Second scénario : "Dans les pays où l'on essaie de freiner la circulation du virus sans l'empêcher, la fermeture des frontières a pu faire gagner du temps, mais certainement pas bloquer l'arrivée du virus."

"Ce qui a probablement été le plus utile, sans être totalement protecteur, c'étaient les cordons sanitaires dans les pays affectés, comme en Chine, à Wuhan, estime Anne-Claude Crémieux. Cela a quand même retardé l'arrivée de l'épidémie dans les autres pays, même si ça ne l'a pas arrêtée." Dès avril 2020, des chercheurs américains et italiens ont mesuré dans Science (en anglais) cet effet (somme toute limité). "La quarantaine introduite à Wuhan le 23 janvier 2020 n'a retardé la progression de l'épidémie que de trois à cinq jours en Chine, mais les restrictions internationales de voyages ont contribué à ralentir la propagation ailleurs dans le monde jusqu'à la mi-février", "de près de 80%", précisent-ils. 

"Quand on détecte un virus, il est souvent déjà trop tard"

"Tout dépend de l'état de l'épidémie dans la zone concernée", relève Florence Débarre.
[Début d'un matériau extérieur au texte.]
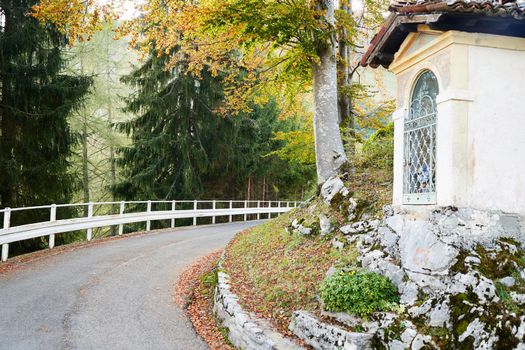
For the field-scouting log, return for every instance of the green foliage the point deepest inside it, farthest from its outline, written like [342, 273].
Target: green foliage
[358, 292]
[283, 270]
[181, 147]
[378, 150]
[36, 99]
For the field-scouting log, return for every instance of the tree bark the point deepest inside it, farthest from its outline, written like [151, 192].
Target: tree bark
[329, 149]
[346, 119]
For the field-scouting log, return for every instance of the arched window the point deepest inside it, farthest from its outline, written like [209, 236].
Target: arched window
[420, 142]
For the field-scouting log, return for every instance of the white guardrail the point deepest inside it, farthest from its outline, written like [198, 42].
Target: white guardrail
[212, 209]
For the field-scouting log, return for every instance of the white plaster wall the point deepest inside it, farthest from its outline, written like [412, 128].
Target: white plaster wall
[480, 122]
[496, 129]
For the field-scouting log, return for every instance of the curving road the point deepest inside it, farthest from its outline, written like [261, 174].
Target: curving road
[115, 295]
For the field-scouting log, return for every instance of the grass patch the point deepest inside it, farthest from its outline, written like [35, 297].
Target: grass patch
[275, 273]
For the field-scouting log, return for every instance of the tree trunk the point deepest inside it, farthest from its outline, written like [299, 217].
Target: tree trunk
[329, 149]
[346, 119]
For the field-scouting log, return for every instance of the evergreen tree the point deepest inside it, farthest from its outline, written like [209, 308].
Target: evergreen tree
[182, 149]
[35, 101]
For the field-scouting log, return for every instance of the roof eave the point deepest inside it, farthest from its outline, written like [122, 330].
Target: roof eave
[375, 55]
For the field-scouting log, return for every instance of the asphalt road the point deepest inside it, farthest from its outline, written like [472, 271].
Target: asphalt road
[114, 295]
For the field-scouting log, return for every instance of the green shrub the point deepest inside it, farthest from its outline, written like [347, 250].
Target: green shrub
[358, 292]
[378, 150]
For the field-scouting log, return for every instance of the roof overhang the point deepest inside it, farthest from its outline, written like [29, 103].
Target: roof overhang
[438, 16]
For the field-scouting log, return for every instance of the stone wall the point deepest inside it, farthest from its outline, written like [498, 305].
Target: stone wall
[323, 336]
[246, 331]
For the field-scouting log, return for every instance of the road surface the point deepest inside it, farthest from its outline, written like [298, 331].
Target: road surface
[115, 295]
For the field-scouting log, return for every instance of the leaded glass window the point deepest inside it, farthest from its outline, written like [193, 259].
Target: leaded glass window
[420, 142]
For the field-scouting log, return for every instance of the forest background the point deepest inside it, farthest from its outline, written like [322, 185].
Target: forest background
[100, 121]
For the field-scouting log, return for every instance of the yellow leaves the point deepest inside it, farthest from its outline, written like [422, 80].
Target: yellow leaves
[78, 19]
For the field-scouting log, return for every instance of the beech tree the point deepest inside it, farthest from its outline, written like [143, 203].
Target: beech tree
[260, 48]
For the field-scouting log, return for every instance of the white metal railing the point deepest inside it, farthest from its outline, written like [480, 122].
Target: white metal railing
[215, 208]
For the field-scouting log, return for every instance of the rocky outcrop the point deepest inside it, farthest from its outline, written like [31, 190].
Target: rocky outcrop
[459, 273]
[246, 331]
[323, 336]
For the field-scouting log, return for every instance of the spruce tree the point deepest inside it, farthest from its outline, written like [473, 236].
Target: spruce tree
[36, 99]
[181, 148]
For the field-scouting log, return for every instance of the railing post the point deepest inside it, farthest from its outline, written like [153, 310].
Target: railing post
[7, 222]
[214, 204]
[52, 217]
[121, 212]
[90, 214]
[148, 222]
[195, 209]
[173, 208]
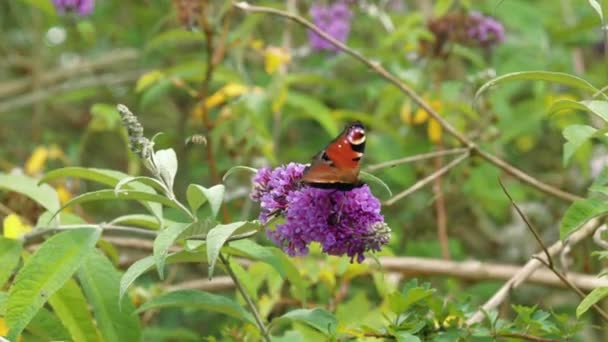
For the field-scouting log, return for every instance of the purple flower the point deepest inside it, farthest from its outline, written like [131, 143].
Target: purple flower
[485, 30]
[332, 19]
[343, 222]
[82, 7]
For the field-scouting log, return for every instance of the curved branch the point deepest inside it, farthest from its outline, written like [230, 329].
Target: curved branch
[381, 71]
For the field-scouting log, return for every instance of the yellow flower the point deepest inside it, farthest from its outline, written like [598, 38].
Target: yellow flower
[37, 160]
[434, 131]
[14, 228]
[275, 58]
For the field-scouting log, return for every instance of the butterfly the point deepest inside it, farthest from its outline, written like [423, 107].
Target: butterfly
[337, 165]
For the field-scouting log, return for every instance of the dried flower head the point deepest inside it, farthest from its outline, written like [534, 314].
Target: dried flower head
[333, 19]
[343, 222]
[82, 7]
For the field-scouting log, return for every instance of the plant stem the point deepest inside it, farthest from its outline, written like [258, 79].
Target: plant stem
[248, 299]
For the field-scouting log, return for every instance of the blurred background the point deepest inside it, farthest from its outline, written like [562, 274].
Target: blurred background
[268, 92]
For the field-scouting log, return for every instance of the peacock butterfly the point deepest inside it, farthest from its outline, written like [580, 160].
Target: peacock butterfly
[337, 165]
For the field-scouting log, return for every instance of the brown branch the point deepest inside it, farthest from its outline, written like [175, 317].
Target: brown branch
[381, 71]
[118, 57]
[428, 179]
[529, 268]
[418, 157]
[44, 94]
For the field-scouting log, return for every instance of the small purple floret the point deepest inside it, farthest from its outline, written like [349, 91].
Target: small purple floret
[82, 7]
[332, 19]
[343, 222]
[486, 30]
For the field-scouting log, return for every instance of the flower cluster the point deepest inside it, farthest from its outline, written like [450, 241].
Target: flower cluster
[343, 222]
[333, 19]
[485, 30]
[82, 7]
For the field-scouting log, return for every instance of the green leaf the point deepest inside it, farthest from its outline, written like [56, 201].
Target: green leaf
[70, 305]
[165, 239]
[217, 237]
[174, 37]
[592, 298]
[45, 272]
[101, 195]
[576, 136]
[598, 8]
[319, 319]
[275, 258]
[106, 177]
[149, 181]
[143, 265]
[309, 107]
[549, 76]
[10, 253]
[368, 177]
[199, 300]
[197, 196]
[597, 108]
[580, 212]
[115, 318]
[42, 194]
[238, 168]
[47, 327]
[138, 220]
[166, 163]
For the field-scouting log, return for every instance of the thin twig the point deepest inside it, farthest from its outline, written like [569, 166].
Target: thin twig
[428, 179]
[528, 223]
[247, 298]
[529, 268]
[411, 159]
[381, 71]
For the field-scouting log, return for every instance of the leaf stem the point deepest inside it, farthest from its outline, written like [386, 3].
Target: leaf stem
[250, 304]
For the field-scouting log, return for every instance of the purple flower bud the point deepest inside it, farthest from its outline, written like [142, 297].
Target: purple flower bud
[82, 7]
[343, 222]
[334, 20]
[485, 30]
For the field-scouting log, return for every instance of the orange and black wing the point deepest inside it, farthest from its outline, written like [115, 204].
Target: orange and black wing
[337, 166]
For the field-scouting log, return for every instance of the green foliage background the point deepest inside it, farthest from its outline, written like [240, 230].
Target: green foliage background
[61, 77]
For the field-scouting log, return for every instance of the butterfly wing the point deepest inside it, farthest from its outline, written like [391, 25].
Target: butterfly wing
[337, 166]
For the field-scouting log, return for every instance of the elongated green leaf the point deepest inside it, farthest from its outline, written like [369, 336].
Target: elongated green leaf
[580, 212]
[106, 177]
[47, 327]
[549, 76]
[275, 258]
[216, 238]
[123, 195]
[576, 136]
[166, 162]
[238, 168]
[144, 265]
[309, 107]
[597, 7]
[139, 220]
[165, 239]
[99, 280]
[42, 194]
[197, 196]
[597, 108]
[368, 177]
[592, 298]
[319, 319]
[149, 181]
[173, 37]
[10, 253]
[70, 305]
[199, 300]
[45, 272]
La fermeture des frontières "peut être efficace, si l'épidémie en est à son tout début". Cette solution drastique "peut permettre de la circonscrire et de l'éteindre". Mais "si l'épidémie a vraiment démarré dans la zone source, il faut des frontières quasi étanches pour limiter les voyages de personnes infectées", prévient la biologiste. Or, dans les faits, "quand on détecte un virus, il est souvent déjà trop tard, il s'est déjà diffusé".

L'émergence du variant Omicron le confirme. "Omicron a été détecté en Afrique australe surtout dans les zones où une surveillance génomique est en place, note Florence Débarre. Mais étant donné les pays d'origine des voyageurs qui ont été détectés, il est possible qu'il soit plus répandu que ce que montrent les informations qu'on a actuellement à partir des séquences génétiques."

En outre, en Afrique du Sud, où la mutation a été identifiée, la majeure partie des nouvelles contaminations y sont déjà liées. Cela laisse non seulement penser que le variant a un fort potentiel de propagation, mais aussi qu'il s'y est propagé depuis un certain temps. De même, Omicron y a certes été identifié le 24 novembre, mais il a été détecté aux Pays-Bas les 19 et 23 novembre, et une des deux personnes testées n'avait pas voyagé récemment. Autrement dit, le variant circulait déjà depuis plusieurs jours à des milliers de kilomètres de sa zone de détection. 

"S'il s'avère qu'Omicron est plus transmissible que Delta, je ne vois pas comment on peut espérer le contrôler, lui, alors qu'on n'arrive déjà pas à contrôler Delta, pas plus qu'on a réussi à contrôler Alpha avant lui."

Florence Débarre, biologiste

à franceinfo

Les restrictions de voyages peuvent en outre avoir des effets pervers. L'OMS souligne qu'elles "peuvent avoir un impact négatif sur les efforts de santé mondiaux pendant une pandémie en dissuadant les pays de signaler et de partager les données épidémiologiques et de séquençage". Une alerte également partagée, sur Twitter, par le chef de l'équipe de séquençage en Afrique du Sud qui a permis l'identification d'Omicron, Tulio de Oliveira.

L'OMS rappelle aussi, comme elle l'avait déjà abondamment fait dans les premiers mois de la pandémie, que "les voyages internationaux essentiels – y compris les voyages humanitaires et d'urgence, les rapatriements et le transport par fret de matériels essentiels – doivent rester prioritaires".

Même peu efficace, la fermeture des frontières – ou a minima les contrôles à l'arrivée – reste cependant une option. "On ne sait absolument pas si c'est une alerte pour rien ou le scénario catastrophe", reconnaît Anne-Claude Crémieux. Mais "les signes sont tels qu'il y a des raisons d'agir", poursuit Florence Débarre. "De façon générale, dans les crises sanitaires, conclut l'infectiologue, il vaut mieux surréagir que sous-réagir."